The US President himself constantly brought up the issue of arms sales while meeting Arab leaders in Riyadh. He promised Qatar's Emir, Sheikh Tamim bin Hamad Al-Thani, that the two men would discuss "lots of beautiful military equipment because nobody makes it like the United States".
And Mr Trump noted, in a meeting with Kuwait's Emir, Sabah al-Ahmad al-Sabah, that his country were good customers for US arms.
However, Mohammad Hashemi Rafsanjani - a leading member of Iranian parliament's Expediency Council and brother of the late former president Ali Akbar Hashemi Rafsanjani - claimed the arms deals may backfire on the Saudis with the same weapons turned against the royal family in the future.
Mr Rafsanjani drew a parallel with Iran's former shah whose regime was toppled by the 1979 revolution. He said: "We have seen it all before. The Saudis are spending billions on arms which they don't have the capacity to absorb. At the same time they are facing rebellion at home they are trying to hide and a costly war in Yemen.

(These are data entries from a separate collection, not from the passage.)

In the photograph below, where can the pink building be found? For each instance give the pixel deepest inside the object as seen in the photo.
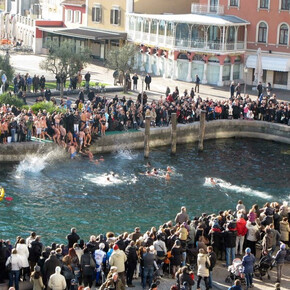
(268, 30)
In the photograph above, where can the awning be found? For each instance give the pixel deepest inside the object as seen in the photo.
(270, 63)
(92, 34)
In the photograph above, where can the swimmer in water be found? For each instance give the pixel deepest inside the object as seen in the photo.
(148, 164)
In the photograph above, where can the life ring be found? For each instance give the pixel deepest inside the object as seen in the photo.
(2, 193)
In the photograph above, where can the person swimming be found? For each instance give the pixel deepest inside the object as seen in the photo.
(167, 176)
(212, 181)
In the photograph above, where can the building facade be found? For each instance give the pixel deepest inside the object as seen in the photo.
(269, 30)
(181, 46)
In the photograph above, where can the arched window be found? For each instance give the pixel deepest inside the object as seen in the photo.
(262, 32)
(283, 34)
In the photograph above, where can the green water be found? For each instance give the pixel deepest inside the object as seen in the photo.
(52, 194)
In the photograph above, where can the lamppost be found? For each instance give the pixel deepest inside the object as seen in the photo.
(142, 79)
(245, 86)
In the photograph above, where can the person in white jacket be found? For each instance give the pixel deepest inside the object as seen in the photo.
(203, 264)
(23, 253)
(252, 234)
(14, 274)
(56, 280)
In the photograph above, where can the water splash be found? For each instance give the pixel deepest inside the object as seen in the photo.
(126, 154)
(220, 183)
(110, 179)
(35, 163)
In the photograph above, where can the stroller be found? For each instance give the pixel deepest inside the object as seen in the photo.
(235, 272)
(263, 267)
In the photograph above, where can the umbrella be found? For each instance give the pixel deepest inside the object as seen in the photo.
(258, 68)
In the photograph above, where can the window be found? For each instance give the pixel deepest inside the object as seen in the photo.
(115, 16)
(97, 14)
(234, 3)
(264, 4)
(262, 32)
(280, 78)
(285, 4)
(283, 34)
(68, 15)
(77, 16)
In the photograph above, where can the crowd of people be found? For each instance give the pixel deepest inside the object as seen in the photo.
(182, 249)
(93, 114)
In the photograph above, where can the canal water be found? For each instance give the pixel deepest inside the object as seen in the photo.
(51, 194)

"The Shah, too, spent billions of dollars buying arms from America, he too had capacity problems. We had 65,000 Americans in Iran, most of them in the armed forces. But then came the revolution and the weapons were used against him and his regime.
"We watch what is going on in Saudi Arabia and I think the fate of the Saudi royal family will be the same as that of [the Shah's dynasty] the Pahlavis. There is less and less space in the world for absolute monarchies like the Saudis".